En el apuro diario, pocos se detienen para contemplar la arquitectura
que los contiene, la doble altura de la galería o las dos
grandes cúpulas vidriadas, arquitectura que nos recuerda otra
galería famosa: la Vittorio Emmanuelle de Milán en la que
se inspiró su autor, el arquitecto italiano Francisco Gianotti,
el mismo que diseñó la confitería El Molino. Esta obra antiacademicista,
de una gran originalidad para su época, supo ser, cuando se
terminó en 1915, el edificio más alto de Buenos Aires con
sus 87mts y el remate de su torre de agua. La fachada sobre
Florida no es la original, un incendio en los años '70 destruyó
parte del edificio, al reconstruirse, además de no respetarse
el estilo arquitectónico, se agregaron oficinas a las ya existentes,
hay mas de trescientas distribuidas en los tres pabellones
interiores. La tipología de galería comercial o arcades surgen
en Paris, en el siglo XIX, con el objetivo de brindar un paseo
cubierto y albergar al comercio en aumento de la época, los
antecedentes de estas construcciones podrían ser los puentes
edificados de la edad media, como el Ponte Vecchio de Florencia
y especialmente los bazares orientales. En 1818 construyen
en Londres otras arcades famosas, la Opera Arcade y la Burlington
Arcade, todas ellas predecesoras de la porteña Galería Güemes.
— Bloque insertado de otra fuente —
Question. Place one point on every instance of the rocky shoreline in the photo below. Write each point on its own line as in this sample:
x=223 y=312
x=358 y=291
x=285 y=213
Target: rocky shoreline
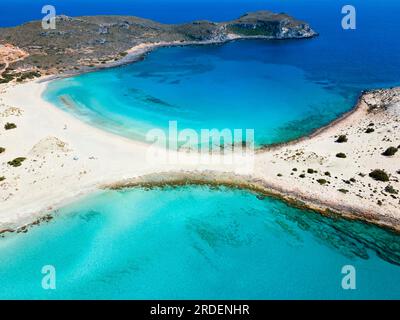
x=83 y=44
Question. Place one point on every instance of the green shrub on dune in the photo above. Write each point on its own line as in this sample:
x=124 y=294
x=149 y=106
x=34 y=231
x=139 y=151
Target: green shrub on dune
x=16 y=162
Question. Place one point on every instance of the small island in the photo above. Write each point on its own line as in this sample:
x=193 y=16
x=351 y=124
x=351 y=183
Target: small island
x=349 y=168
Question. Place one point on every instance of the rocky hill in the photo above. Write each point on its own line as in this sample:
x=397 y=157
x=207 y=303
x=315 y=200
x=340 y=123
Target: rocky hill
x=93 y=40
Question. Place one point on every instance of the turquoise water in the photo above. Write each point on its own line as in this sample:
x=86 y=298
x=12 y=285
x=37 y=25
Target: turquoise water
x=203 y=88
x=153 y=244
x=281 y=89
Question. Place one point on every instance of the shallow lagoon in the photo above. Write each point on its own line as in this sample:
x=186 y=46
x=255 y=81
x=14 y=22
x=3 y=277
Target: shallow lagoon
x=205 y=87
x=153 y=244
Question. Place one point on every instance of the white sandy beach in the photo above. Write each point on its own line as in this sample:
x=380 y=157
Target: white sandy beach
x=67 y=158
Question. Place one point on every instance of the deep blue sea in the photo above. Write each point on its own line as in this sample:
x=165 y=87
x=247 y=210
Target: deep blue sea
x=197 y=242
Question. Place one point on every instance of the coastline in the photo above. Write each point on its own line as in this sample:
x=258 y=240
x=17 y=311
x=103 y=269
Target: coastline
x=62 y=140
x=82 y=176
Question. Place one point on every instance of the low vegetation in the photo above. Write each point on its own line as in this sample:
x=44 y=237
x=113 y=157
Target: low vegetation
x=17 y=162
x=379 y=175
x=391 y=190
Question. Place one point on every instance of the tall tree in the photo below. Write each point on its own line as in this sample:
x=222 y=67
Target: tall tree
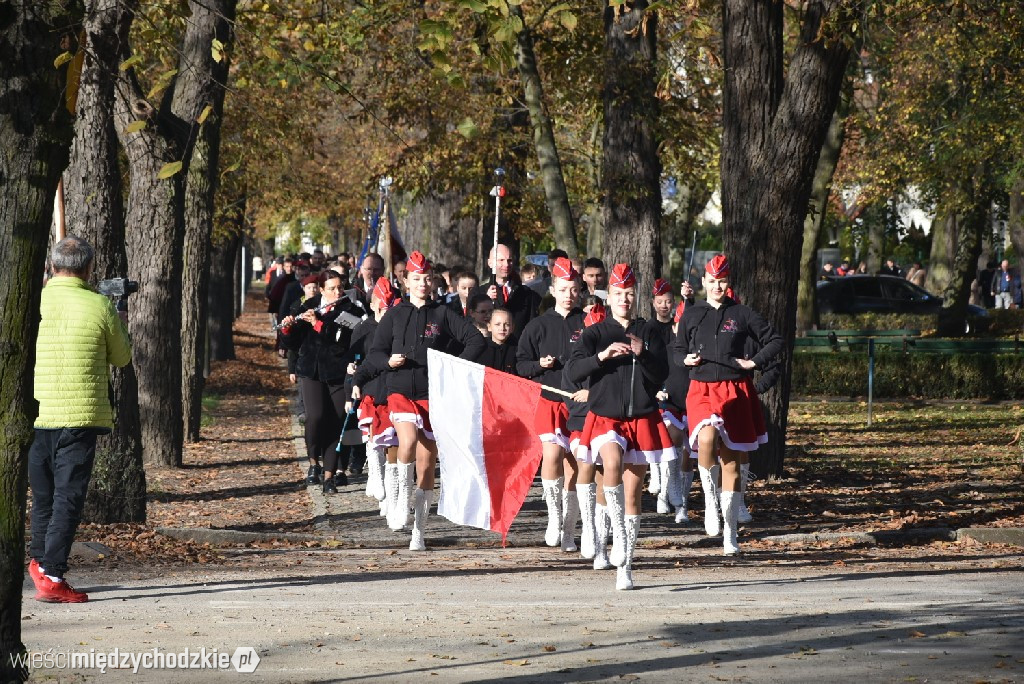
x=35 y=135
x=631 y=169
x=776 y=112
x=94 y=209
x=544 y=139
x=203 y=88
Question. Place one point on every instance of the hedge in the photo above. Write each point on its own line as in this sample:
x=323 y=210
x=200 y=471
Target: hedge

También la galería tiene sus fantasmas, como
el de la joven artista del teatro de varieté que se
arrojó sobre la cúpula atravesando los vitraux
de colores, o el de los bailarines del Abdulia Club, el cabaret
que funcionó en el subsuelo y que fuera uno de los
lugares de baile más frecuentados de la década
del 20.
Para
los nostálgicos de famas y cronopios, el fantasma más
querido es sin dudas el de aquel corredor de bolsa al que
la galería le servía de pasaje a otros cielos,
donde se reencontraba con Josiane, la dulce prostituta parisina
aterrorizada por un asesino serial de nombre Laurent.